Le Géoparc mondial UNESCO du massif des Bauges

Les Tours Saint-Jacques constituent l’un des 27 géosites majeurs du Parc naturel régional du Massif des Bauges, labellisé Géoparc Mondial UNESCO. Cette distinction, accordée aux territoires qui présentent un patrimoine géologique d’importance internationale, place le massif des Bauges dans une communauté restreinte de sites géologiques préservés (moins de 200 dans le monde en 2026).

Le Géoparc propose plusieurs outils numériques pour enrichir la découverte du site. Une « Géoborne » installée au Pont de l’Abîme, accessible via smartphone en se connectant à un réseau wifi dédié, explique en détail l’histoire géologique du site. Le Musée de Gruffy propose également des expositions permanentes sur la géologie du massif, ainsi que des sorties nature encadrées par des experts (organisées notamment pendant la Fête de la Science en septembre).

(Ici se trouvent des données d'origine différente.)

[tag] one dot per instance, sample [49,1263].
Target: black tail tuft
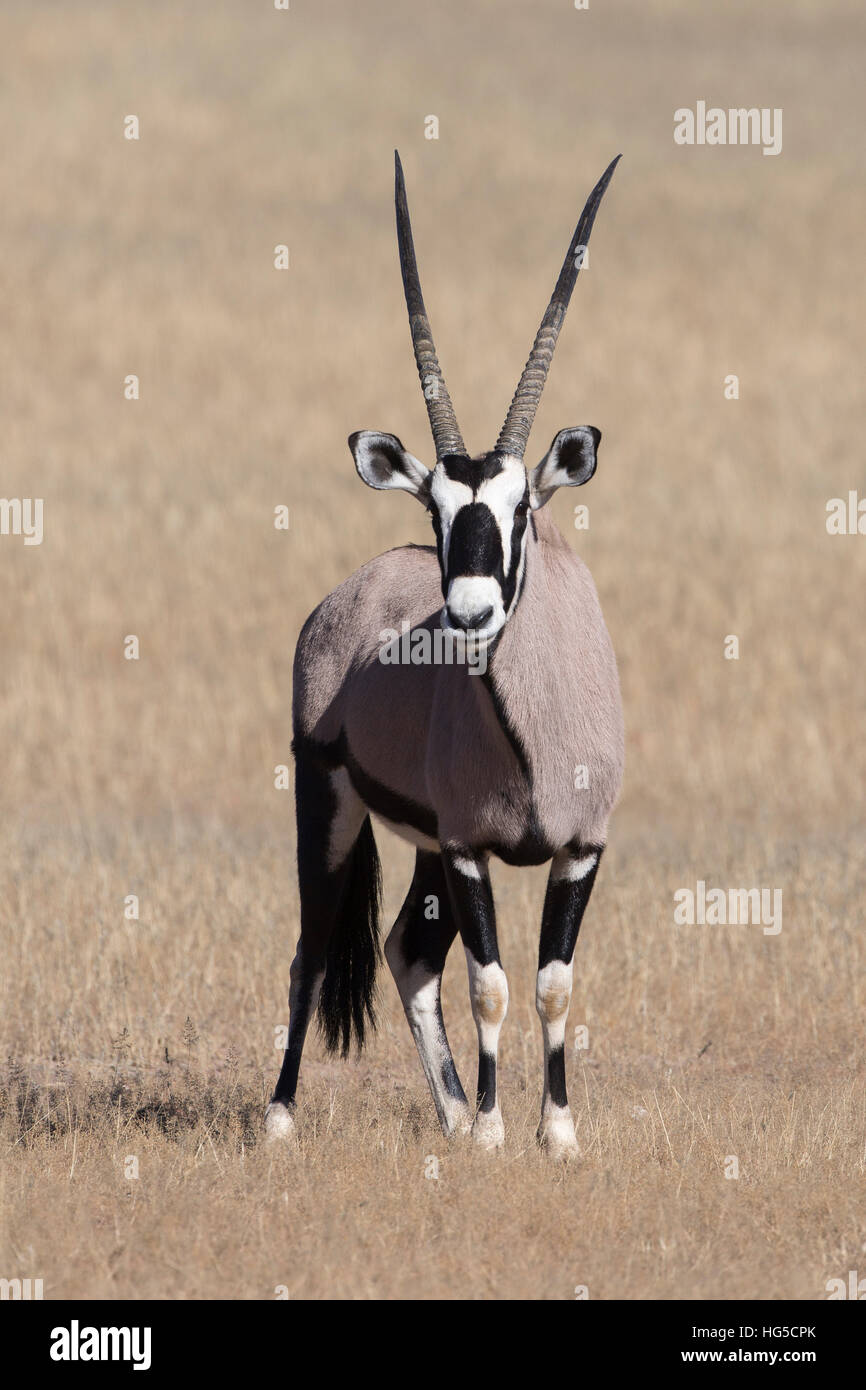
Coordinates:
[348,991]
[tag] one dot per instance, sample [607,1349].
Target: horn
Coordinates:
[515,432]
[442,420]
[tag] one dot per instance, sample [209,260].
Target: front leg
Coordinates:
[473,905]
[569,887]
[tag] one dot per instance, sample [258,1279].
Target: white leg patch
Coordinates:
[469,868]
[419,991]
[570,869]
[278,1123]
[556,1132]
[552,1000]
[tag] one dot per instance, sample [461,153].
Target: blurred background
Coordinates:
[706,519]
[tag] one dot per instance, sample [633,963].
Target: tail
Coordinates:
[348,991]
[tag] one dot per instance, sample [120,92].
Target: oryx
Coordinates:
[523,762]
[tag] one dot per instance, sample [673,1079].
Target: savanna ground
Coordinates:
[154,1040]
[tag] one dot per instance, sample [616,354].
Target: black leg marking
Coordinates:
[335,854]
[473,905]
[569,888]
[416,952]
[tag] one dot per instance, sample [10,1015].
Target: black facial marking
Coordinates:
[471,471]
[476,542]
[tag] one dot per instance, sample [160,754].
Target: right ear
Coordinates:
[382,462]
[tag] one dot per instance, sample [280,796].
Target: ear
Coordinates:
[382,462]
[570,460]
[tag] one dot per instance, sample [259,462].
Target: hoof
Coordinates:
[556,1136]
[458,1123]
[278,1123]
[488,1130]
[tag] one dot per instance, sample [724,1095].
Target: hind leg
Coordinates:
[416,951]
[330,816]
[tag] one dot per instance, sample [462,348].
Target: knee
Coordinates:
[489,994]
[553,991]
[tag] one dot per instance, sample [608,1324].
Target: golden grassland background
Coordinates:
[154,777]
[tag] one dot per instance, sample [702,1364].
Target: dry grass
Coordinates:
[156,777]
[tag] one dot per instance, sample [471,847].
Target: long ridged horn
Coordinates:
[515,432]
[442,419]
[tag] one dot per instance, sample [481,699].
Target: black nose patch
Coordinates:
[476,544]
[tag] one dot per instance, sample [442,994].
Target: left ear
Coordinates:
[570,460]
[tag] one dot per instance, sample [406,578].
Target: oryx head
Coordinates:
[480,506]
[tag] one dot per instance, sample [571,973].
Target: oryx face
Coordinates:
[481,508]
[481,514]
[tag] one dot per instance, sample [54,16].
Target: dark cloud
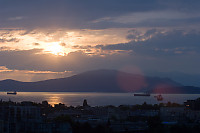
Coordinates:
[85,14]
[158,42]
[63,44]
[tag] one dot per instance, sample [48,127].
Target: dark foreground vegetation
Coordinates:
[30,117]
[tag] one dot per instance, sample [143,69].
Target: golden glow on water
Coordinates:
[54,100]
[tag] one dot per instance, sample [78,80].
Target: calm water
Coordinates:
[94,99]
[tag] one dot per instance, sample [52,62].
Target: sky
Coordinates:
[45,39]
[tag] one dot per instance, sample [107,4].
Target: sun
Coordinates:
[56,49]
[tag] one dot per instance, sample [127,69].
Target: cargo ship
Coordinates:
[142,94]
[12,93]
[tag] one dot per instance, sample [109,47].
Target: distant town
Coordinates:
[30,117]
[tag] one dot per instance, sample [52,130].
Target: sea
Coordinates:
[95,99]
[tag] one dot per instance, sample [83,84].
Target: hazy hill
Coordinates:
[101,81]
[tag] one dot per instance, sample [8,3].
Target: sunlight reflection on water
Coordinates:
[94,99]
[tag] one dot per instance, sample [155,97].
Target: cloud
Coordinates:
[92,14]
[31,75]
[160,42]
[4,40]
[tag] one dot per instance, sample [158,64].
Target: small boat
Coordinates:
[142,94]
[12,93]
[159,97]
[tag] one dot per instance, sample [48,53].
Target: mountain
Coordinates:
[101,81]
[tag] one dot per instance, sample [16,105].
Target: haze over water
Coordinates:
[94,99]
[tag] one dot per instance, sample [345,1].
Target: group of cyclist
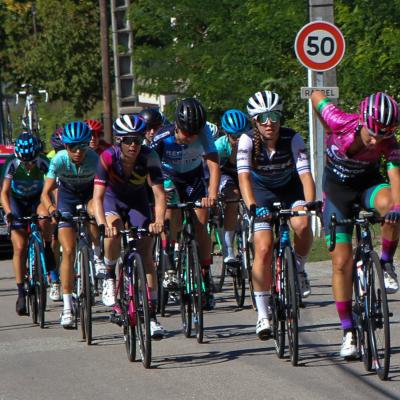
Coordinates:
[253,157]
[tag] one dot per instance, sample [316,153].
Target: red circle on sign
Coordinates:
[305,32]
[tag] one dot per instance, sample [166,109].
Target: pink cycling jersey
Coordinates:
[342,131]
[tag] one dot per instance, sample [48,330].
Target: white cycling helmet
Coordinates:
[264,101]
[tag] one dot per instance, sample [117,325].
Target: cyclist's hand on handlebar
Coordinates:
[393,216]
[156,227]
[208,201]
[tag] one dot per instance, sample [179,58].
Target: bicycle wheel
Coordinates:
[360,321]
[218,267]
[86,294]
[185,277]
[378,321]
[197,291]
[277,303]
[40,285]
[292,310]
[141,300]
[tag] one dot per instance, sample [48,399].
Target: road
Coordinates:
[53,363]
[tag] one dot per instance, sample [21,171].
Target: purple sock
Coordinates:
[388,249]
[345,314]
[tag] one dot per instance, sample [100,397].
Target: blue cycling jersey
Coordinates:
[177,159]
[73,177]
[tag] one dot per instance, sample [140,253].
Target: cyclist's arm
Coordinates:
[98,208]
[215,174]
[45,198]
[5,195]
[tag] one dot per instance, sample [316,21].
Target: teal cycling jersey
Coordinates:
[26,183]
[73,177]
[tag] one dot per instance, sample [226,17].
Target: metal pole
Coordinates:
[105,69]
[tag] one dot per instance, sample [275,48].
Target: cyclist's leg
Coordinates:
[379,197]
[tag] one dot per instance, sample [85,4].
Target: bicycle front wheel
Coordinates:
[292,308]
[378,322]
[141,298]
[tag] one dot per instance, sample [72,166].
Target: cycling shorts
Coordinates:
[290,195]
[137,210]
[23,208]
[339,198]
[67,202]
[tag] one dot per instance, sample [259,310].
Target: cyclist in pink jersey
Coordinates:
[355,144]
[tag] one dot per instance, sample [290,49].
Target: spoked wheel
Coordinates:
[40,286]
[197,291]
[185,277]
[141,292]
[128,313]
[218,267]
[292,310]
[378,323]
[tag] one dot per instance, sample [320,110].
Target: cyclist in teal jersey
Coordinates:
[73,170]
[20,196]
[355,144]
[233,123]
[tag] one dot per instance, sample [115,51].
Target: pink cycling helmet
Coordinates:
[380,114]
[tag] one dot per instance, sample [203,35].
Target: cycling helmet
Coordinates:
[56,140]
[27,147]
[264,101]
[379,113]
[214,130]
[95,125]
[234,122]
[152,117]
[190,116]
[129,125]
[76,132]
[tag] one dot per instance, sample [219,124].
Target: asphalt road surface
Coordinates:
[53,363]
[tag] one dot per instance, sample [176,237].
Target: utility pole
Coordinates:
[105,69]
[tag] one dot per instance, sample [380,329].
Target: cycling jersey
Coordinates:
[343,129]
[179,159]
[26,184]
[73,177]
[110,172]
[278,168]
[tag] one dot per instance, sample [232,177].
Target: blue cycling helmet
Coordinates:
[27,147]
[131,125]
[234,122]
[76,132]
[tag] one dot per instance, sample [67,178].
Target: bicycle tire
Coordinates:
[218,267]
[278,315]
[292,306]
[128,314]
[185,277]
[360,321]
[40,286]
[141,300]
[378,321]
[197,292]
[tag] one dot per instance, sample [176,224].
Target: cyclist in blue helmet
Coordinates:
[20,196]
[233,123]
[73,171]
[123,173]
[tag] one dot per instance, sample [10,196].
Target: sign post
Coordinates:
[319,46]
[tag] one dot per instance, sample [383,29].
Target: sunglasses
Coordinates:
[272,116]
[79,146]
[128,140]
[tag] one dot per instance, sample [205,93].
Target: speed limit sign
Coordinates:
[319,45]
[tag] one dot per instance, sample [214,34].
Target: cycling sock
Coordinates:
[388,249]
[345,314]
[21,291]
[67,299]
[300,262]
[262,302]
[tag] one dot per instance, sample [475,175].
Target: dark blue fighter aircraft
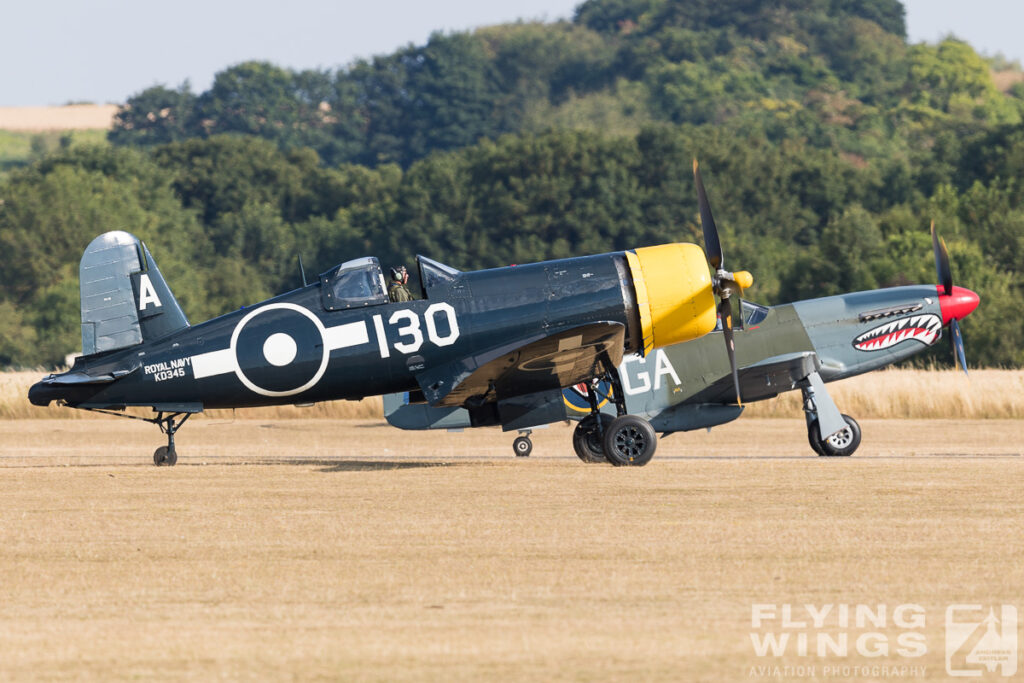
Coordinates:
[800,345]
[500,344]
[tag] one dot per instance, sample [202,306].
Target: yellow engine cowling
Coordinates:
[675,299]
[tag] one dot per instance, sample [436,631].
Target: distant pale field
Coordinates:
[340,549]
[72,117]
[891,393]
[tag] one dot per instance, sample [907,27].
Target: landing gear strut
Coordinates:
[625,440]
[166,455]
[169,423]
[841,442]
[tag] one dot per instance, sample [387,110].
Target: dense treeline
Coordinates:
[827,143]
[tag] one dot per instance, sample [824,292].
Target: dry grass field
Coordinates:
[996,394]
[342,549]
[71,117]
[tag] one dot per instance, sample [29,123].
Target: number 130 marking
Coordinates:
[413,332]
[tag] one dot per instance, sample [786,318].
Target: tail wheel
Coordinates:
[165,457]
[842,443]
[630,440]
[588,439]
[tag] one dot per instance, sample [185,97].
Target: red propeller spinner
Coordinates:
[956,305]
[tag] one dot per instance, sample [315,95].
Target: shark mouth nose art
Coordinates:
[925,329]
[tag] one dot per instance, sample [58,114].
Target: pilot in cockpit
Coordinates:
[397,289]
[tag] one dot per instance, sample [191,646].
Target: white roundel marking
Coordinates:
[280,349]
[325,354]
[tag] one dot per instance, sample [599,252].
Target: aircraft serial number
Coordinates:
[410,329]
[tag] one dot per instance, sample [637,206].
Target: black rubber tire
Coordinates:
[844,443]
[813,439]
[588,441]
[630,440]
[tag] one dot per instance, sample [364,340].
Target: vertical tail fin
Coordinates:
[125,300]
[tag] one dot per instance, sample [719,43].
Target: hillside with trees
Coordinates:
[828,144]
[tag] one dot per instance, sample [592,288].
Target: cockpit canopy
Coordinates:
[353,285]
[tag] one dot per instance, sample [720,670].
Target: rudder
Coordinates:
[125,299]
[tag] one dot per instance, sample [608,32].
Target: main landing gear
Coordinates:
[624,440]
[823,417]
[522,445]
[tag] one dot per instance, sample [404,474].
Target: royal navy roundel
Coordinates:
[280,350]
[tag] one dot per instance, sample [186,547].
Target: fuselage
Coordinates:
[850,334]
[295,348]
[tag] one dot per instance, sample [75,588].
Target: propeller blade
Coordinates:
[956,339]
[712,244]
[725,310]
[942,261]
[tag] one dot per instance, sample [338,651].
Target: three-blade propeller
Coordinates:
[954,302]
[724,283]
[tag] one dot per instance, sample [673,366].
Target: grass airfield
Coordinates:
[345,549]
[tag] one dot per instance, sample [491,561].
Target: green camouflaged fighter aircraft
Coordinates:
[799,345]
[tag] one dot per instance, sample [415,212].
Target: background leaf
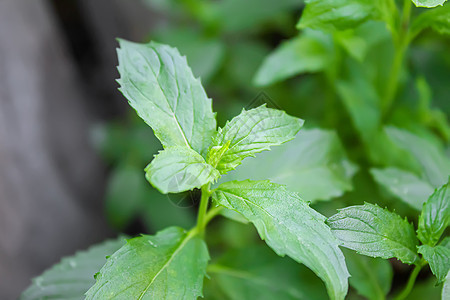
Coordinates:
[179,169]
[371,277]
[74,275]
[336,14]
[405,185]
[168,265]
[290,227]
[160,86]
[376,232]
[314,164]
[435,216]
[255,272]
[254,131]
[311,51]
[439,259]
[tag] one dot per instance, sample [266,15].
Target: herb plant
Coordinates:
[353,51]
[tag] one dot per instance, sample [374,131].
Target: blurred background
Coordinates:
[71,150]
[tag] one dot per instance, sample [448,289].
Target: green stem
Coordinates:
[204,201]
[412,279]
[401,43]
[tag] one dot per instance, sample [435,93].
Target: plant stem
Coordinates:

Pour les randonneurs qui veulent prolonger l’expérience géologique, plusieurs autres géosites du massif méritent le détour : la Grotte de Prérouge à proximité, la Cluse de Bange également ouverte par le Chéran, la Cascade d’Angon (que nous mentionnions dans notre article sur les randonnées d’Annecy), et le site des Sept Laux plus au sud.

L’idée à retenir

Les Tours Saint-Jacques constituent probablement l’une des curiosités géologiques les plus méconnues du grand public, et paradoxalement les plus étonnantes des Préalpes françaises. Le passage du Tour de France 2026 à leur pied, le 23 juillet, offrira à des millions de téléspectateurs une occasion unique de les découvrir, même de façon fugace. Pour les randonneurs qui voudraient prolonger cette découverte en allant les voir sur le terrain, l’accès depuis Allèves reste simple, bref et particulièrement récompensant.

C’est aussi l’occasion d’illustrer une vérité que les randonneurs attentifs finissent tous par constater : les Alpes françaises recèlent des dizaines de curiosités géologiques comparables, parfois documentées scientifiquement, souvent tombées dans un semi-oubli entretenu par le manque de mise en valeur touristique. Les Tours Saint-Jacques mériteraient probablement l’attention qu’on porte aux Aiguilles de Chamonix ou aux Dents du Midi, mais elles ont peut-être plus à gagner de leur relative discrétion. À découvrir dans le calme d’un matin d’été 2026, avant que le Tour ne les révèle à l’échelle nationale.